Les parents sont dans un état absolument terrifiant. On doit porter sa mère qui fait une crise de nerf et crie de nouveau à l’horreur judiciaire. Le père hurle plus fort encore.
Pierre Vidal-Naquet, le créateur du comité de soutient présente ses excuses. Il se sent responsable de ce second crime. Les autres membres se terrent dans le silence.
« Je me battis sur tous les terrains, allait voir Robert Badinter puis François Mitterrand. Une grâce partielle lui fut accordée en 1988 et il sortit de prison. Hélas, on apprit que, le 29 mai 1988, un jeune homme qui lui ressemblait comme un frère avait violé deux étudiantes américaines. »

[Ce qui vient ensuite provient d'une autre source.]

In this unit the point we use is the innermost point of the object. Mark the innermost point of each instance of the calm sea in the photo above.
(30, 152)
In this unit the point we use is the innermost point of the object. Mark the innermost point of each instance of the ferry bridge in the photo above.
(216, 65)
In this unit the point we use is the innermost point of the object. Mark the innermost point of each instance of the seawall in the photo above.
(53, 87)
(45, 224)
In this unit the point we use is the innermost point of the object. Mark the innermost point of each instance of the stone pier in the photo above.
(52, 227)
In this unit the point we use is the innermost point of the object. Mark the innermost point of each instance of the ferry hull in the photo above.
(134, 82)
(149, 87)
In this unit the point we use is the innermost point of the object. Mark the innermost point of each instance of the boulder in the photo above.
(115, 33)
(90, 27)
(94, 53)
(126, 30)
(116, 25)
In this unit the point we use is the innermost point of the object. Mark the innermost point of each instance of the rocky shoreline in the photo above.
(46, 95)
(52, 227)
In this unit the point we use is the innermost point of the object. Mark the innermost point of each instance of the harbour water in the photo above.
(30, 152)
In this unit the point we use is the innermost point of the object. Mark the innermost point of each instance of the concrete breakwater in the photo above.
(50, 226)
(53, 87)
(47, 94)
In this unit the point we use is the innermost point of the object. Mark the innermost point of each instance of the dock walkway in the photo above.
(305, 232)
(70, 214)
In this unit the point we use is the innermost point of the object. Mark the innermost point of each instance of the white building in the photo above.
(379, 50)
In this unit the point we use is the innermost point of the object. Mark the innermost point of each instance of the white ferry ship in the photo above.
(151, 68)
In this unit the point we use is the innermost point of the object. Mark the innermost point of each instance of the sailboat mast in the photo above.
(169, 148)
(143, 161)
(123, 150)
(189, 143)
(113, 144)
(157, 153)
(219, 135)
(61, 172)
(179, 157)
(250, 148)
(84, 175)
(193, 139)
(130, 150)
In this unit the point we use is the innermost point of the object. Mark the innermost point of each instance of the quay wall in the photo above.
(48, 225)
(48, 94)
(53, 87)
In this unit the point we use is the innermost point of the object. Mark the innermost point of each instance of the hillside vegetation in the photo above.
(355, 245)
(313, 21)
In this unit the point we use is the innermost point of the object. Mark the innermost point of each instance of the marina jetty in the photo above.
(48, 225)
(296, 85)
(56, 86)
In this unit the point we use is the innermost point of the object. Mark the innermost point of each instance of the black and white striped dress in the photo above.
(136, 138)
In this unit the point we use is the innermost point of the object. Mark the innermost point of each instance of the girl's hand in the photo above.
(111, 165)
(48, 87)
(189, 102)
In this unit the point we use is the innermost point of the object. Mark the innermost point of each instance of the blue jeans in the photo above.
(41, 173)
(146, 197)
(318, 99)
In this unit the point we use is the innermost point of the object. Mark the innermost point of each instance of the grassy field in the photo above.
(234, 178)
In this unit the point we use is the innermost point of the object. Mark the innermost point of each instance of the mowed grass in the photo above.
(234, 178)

Si l’on écarte la théorie fantaisiste du complot, reste la psychologie du sujet. Quelqu’un qui face aux preuves les plus formelles et après deux condamnations, hurle encore son innocence avec la plus grande conviction.
On resterait dubitatif si l’on ne connaissait pas l’existence du déni de grossesse. Si une femme peut occulter entièrement le fait qu’elle porte un enfant, un criminel ne peut-il pas aussi ignorer qu’il soit l'auteur d’un crime? La mémoire de celui-ci est dans une part de son cerveau, extérieurement invisible, plus facile à nier qu’un bébé qui vous gonfle le ventre.
Référence
Mise à jour le 13 août 2014
Il avait été condamné en 1983, avait protesté de son innocence, été gracié par François Mitterand, condamné encore en 1992 et libéré en 2000. Le 12 août 2014 il est mis en examen à Nîmes pour agression sexuelle sur trois jeunes filles mineures. Evidemment il proteste de son innocence. Peut-être va-t-il de nouveau s’exclamer:
« Ah non, pas trois fois! »
En septembre 2019 il est condamné à trois ans et six mois de prison pour ces derniers crimes, qu'il nie farouchement, selon son habitude. Les trois victimes ne se connaissaient pas, habitent dans des régions différentes et l'ont incriminé en reconaissant sa photo dans les média. Sa présence sur les lieux des agressions a été vérifiée dans les trois cas.